The Question:
Let $x_1,\dots,x_n$ be a large sample taken from a distribution with density function $f(x;\theta)$ where $\theta$ is a scalar parameter. Let $\ell (\theta)$ be the log-likelihood of the distribution, and $\hat \theta$ be the MLE of $\theta$.
How does the solution(s) for $\theta$ in
$$\ell (\theta) = \ell (\hat \theta) - 1.92$$
relate to an approximate $95$% confidence interval for $\theta$?

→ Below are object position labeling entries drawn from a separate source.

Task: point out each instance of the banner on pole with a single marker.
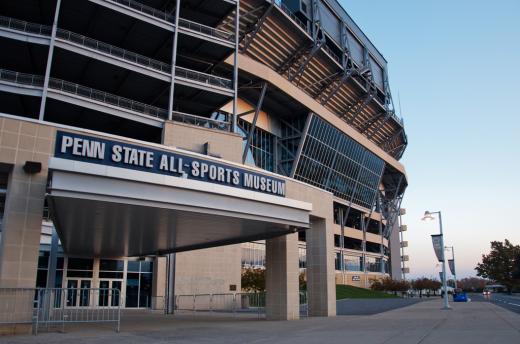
(437, 246)
(451, 263)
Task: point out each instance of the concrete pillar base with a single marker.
(321, 283)
(282, 278)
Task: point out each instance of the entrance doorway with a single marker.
(107, 296)
(78, 292)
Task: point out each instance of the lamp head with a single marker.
(427, 216)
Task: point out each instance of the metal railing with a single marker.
(107, 98)
(203, 77)
(17, 305)
(41, 307)
(21, 25)
(113, 50)
(21, 78)
(59, 306)
(207, 30)
(145, 9)
(200, 121)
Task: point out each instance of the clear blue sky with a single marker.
(456, 67)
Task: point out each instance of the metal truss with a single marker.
(300, 60)
(287, 144)
(380, 125)
(390, 201)
(248, 37)
(252, 128)
(331, 89)
(355, 109)
(363, 126)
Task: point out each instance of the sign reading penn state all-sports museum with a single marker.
(124, 155)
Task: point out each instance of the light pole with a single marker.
(428, 215)
(454, 270)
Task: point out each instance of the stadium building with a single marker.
(159, 147)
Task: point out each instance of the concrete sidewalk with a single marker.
(424, 322)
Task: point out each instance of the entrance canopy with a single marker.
(113, 212)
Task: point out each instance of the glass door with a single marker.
(78, 297)
(107, 296)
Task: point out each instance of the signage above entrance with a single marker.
(124, 155)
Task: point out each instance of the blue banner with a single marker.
(124, 155)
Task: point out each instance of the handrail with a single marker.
(203, 77)
(22, 25)
(145, 9)
(207, 30)
(200, 121)
(113, 50)
(21, 78)
(108, 98)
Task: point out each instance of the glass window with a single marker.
(133, 266)
(261, 149)
(80, 267)
(335, 162)
(111, 265)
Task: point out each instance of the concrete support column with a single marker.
(21, 229)
(321, 283)
(281, 256)
(159, 283)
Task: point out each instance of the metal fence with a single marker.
(60, 306)
(203, 77)
(56, 307)
(17, 305)
(207, 30)
(145, 9)
(21, 25)
(107, 98)
(113, 50)
(200, 121)
(21, 78)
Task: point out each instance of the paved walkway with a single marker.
(424, 322)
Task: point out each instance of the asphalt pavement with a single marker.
(372, 306)
(509, 302)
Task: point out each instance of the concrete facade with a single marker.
(264, 125)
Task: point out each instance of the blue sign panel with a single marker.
(124, 155)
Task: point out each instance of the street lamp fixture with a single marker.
(428, 215)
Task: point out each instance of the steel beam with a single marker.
(174, 60)
(253, 123)
(368, 122)
(302, 142)
(257, 27)
(49, 60)
(347, 74)
(233, 126)
(380, 125)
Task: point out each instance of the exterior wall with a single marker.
(395, 253)
(212, 270)
(208, 271)
(22, 141)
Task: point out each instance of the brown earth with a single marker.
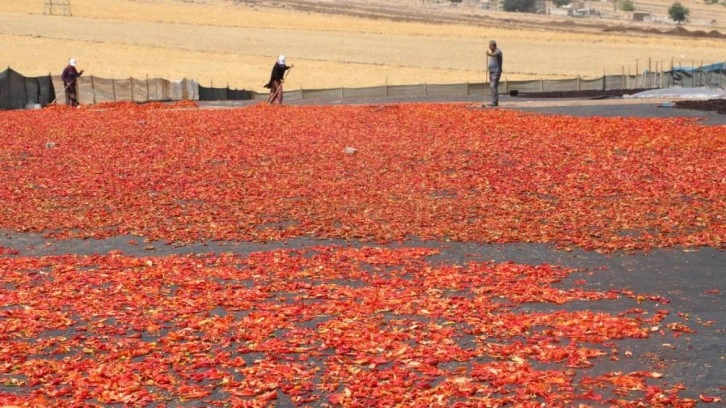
(394, 12)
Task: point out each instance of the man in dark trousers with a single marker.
(494, 65)
(276, 79)
(70, 76)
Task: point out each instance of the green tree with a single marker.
(560, 3)
(627, 5)
(678, 12)
(518, 5)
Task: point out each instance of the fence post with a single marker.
(93, 90)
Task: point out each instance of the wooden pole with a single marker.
(93, 90)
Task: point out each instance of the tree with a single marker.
(560, 3)
(627, 5)
(518, 5)
(678, 12)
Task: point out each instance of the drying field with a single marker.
(220, 42)
(164, 254)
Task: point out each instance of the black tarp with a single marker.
(223, 94)
(19, 92)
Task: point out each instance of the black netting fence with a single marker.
(20, 92)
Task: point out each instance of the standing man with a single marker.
(69, 76)
(494, 57)
(277, 77)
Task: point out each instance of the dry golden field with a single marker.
(219, 42)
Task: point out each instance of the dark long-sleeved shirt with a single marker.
(69, 75)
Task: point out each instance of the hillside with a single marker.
(347, 43)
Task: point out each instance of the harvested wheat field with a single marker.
(349, 43)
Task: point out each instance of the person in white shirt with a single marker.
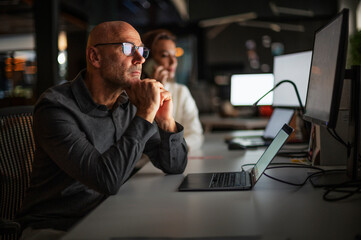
(161, 65)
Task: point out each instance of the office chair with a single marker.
(16, 157)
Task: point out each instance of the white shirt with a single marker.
(186, 113)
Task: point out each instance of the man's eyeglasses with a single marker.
(129, 49)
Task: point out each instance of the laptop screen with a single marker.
(279, 117)
(271, 151)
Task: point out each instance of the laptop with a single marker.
(243, 180)
(279, 117)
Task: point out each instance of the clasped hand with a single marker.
(153, 102)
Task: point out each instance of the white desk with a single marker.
(149, 205)
(215, 121)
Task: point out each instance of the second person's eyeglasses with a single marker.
(129, 48)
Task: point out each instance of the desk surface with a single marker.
(149, 205)
(215, 121)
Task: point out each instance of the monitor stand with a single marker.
(353, 160)
(325, 149)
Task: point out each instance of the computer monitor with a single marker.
(296, 68)
(327, 72)
(246, 89)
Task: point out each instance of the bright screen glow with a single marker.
(246, 89)
(270, 153)
(294, 67)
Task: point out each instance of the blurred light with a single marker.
(179, 52)
(61, 58)
(62, 41)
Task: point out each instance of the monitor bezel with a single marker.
(339, 73)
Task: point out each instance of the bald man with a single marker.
(90, 133)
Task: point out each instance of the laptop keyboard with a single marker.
(228, 179)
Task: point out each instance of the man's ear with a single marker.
(93, 57)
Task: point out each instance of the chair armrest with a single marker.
(9, 227)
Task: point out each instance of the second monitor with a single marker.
(246, 89)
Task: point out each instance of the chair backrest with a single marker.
(16, 156)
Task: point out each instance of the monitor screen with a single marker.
(327, 72)
(246, 89)
(294, 67)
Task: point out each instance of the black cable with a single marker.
(294, 166)
(329, 188)
(348, 194)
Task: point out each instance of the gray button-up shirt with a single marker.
(85, 152)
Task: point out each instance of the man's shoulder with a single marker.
(57, 95)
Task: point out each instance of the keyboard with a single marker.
(228, 179)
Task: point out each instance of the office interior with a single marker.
(42, 44)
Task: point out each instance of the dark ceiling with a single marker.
(16, 16)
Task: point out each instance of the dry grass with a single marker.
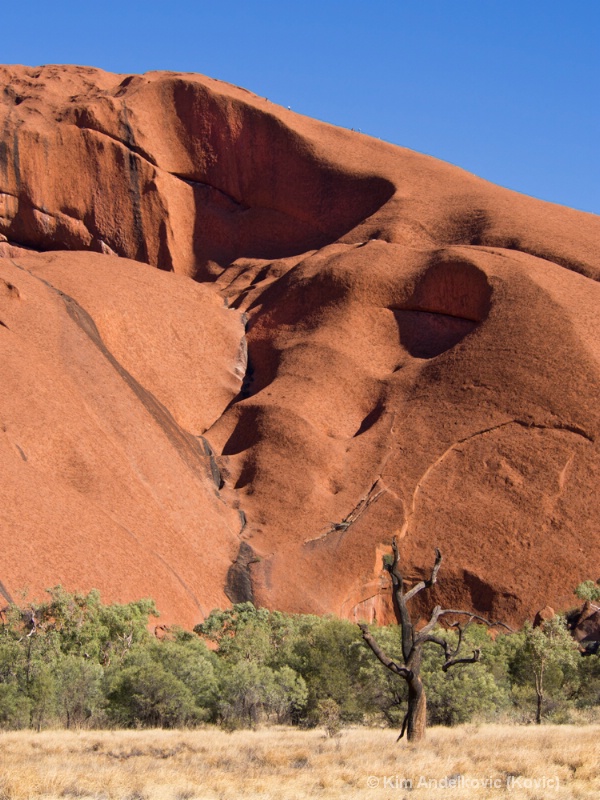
(293, 765)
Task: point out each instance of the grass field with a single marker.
(520, 762)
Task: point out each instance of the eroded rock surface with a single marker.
(343, 341)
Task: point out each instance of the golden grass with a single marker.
(286, 763)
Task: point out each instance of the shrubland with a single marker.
(74, 662)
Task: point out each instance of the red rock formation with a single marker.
(423, 358)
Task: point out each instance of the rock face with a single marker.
(241, 349)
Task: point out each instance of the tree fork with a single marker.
(415, 721)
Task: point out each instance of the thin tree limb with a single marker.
(385, 660)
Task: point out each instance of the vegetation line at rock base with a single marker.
(74, 662)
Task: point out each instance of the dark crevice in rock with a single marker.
(187, 446)
(214, 467)
(5, 593)
(239, 581)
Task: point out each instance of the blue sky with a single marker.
(507, 89)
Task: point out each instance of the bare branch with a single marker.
(489, 623)
(387, 662)
(453, 661)
(402, 615)
(403, 729)
(435, 615)
(426, 584)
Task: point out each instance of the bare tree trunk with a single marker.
(539, 690)
(417, 711)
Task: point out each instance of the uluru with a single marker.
(241, 349)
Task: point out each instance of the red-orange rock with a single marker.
(423, 359)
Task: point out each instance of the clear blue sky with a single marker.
(507, 89)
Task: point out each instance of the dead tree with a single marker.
(413, 640)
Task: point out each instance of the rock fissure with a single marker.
(559, 426)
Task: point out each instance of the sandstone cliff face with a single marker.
(343, 340)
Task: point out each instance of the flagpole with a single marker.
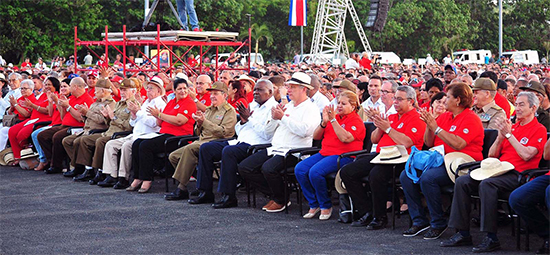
(301, 43)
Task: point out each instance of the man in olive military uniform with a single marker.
(91, 147)
(94, 119)
(218, 121)
(484, 103)
(542, 115)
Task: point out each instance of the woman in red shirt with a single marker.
(458, 130)
(59, 89)
(19, 134)
(341, 130)
(174, 120)
(236, 93)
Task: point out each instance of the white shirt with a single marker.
(5, 102)
(296, 128)
(144, 122)
(320, 100)
(351, 63)
(258, 129)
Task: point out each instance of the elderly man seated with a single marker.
(252, 129)
(94, 119)
(519, 147)
(142, 123)
(484, 103)
(91, 147)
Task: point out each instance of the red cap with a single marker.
(116, 79)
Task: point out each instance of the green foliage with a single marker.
(45, 28)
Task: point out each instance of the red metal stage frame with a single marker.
(160, 46)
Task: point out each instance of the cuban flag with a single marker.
(298, 13)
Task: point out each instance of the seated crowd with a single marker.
(109, 129)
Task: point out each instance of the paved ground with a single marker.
(47, 214)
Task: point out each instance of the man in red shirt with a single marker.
(521, 145)
(404, 128)
(201, 96)
(50, 139)
(365, 62)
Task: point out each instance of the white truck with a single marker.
(471, 56)
(528, 57)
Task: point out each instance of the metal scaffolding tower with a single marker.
(329, 38)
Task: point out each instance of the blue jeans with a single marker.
(187, 7)
(311, 173)
(34, 136)
(524, 200)
(430, 183)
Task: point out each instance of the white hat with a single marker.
(28, 153)
(394, 154)
(302, 79)
(453, 160)
(491, 167)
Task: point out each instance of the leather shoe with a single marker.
(75, 172)
(53, 170)
(487, 245)
(227, 201)
(87, 175)
(203, 198)
(122, 183)
(457, 240)
(177, 194)
(99, 176)
(363, 221)
(378, 223)
(108, 182)
(544, 249)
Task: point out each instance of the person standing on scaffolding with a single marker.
(186, 7)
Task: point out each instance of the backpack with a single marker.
(420, 161)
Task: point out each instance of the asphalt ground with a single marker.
(51, 214)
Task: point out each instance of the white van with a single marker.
(528, 57)
(386, 57)
(224, 56)
(471, 56)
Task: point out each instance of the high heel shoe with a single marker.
(134, 188)
(145, 190)
(325, 216)
(311, 215)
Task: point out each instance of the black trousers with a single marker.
(488, 190)
(265, 173)
(379, 178)
(143, 156)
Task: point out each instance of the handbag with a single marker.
(9, 120)
(420, 161)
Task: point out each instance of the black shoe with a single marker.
(87, 175)
(122, 183)
(99, 176)
(457, 240)
(79, 169)
(544, 249)
(53, 170)
(227, 201)
(487, 245)
(434, 233)
(378, 223)
(178, 194)
(363, 221)
(415, 230)
(203, 198)
(108, 182)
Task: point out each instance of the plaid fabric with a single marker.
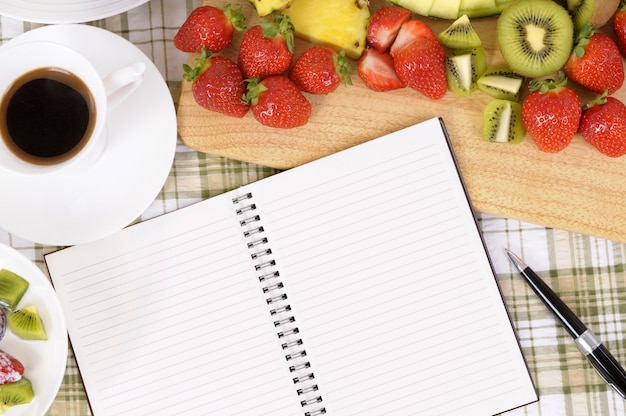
(587, 272)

Note: If $Z \sim \chi_1^2$, then $\Bbb P(Z≤3.84)=0.95$.
My Attempt:
I see that $3.84$ is twice of $1.92$, so it might be related to some two-tailed intervals?
By the CLT, we have that
\begin{align} & \sqrt{\Bbb E \bigg(-\frac{d^2 \ell}{d \theta^2} \bigg)}\big(\hat \theta - \theta \big) \approx N(0,1) \\ \implies & \Bbb E \bigg(-\frac{d^2 \ell}{d \theta^2} \bigg) \, \big(\hat \theta - \theta \big)^2 \approx \chi_1^2 \end{align}
and then I am stuck. Any hints?
Firstly, you need to get the Fisher information $ I(\theta) = \Bbb E \left(-\frac{d^2 \ell}{d \theta^2} \right)$. According to the CLT, we should have $\hat{\theta} - \theta \sim N\left(0, \frac{1}{nI(\theta)}\right)$.
Then, you can get the 95% confidence interval easily, right?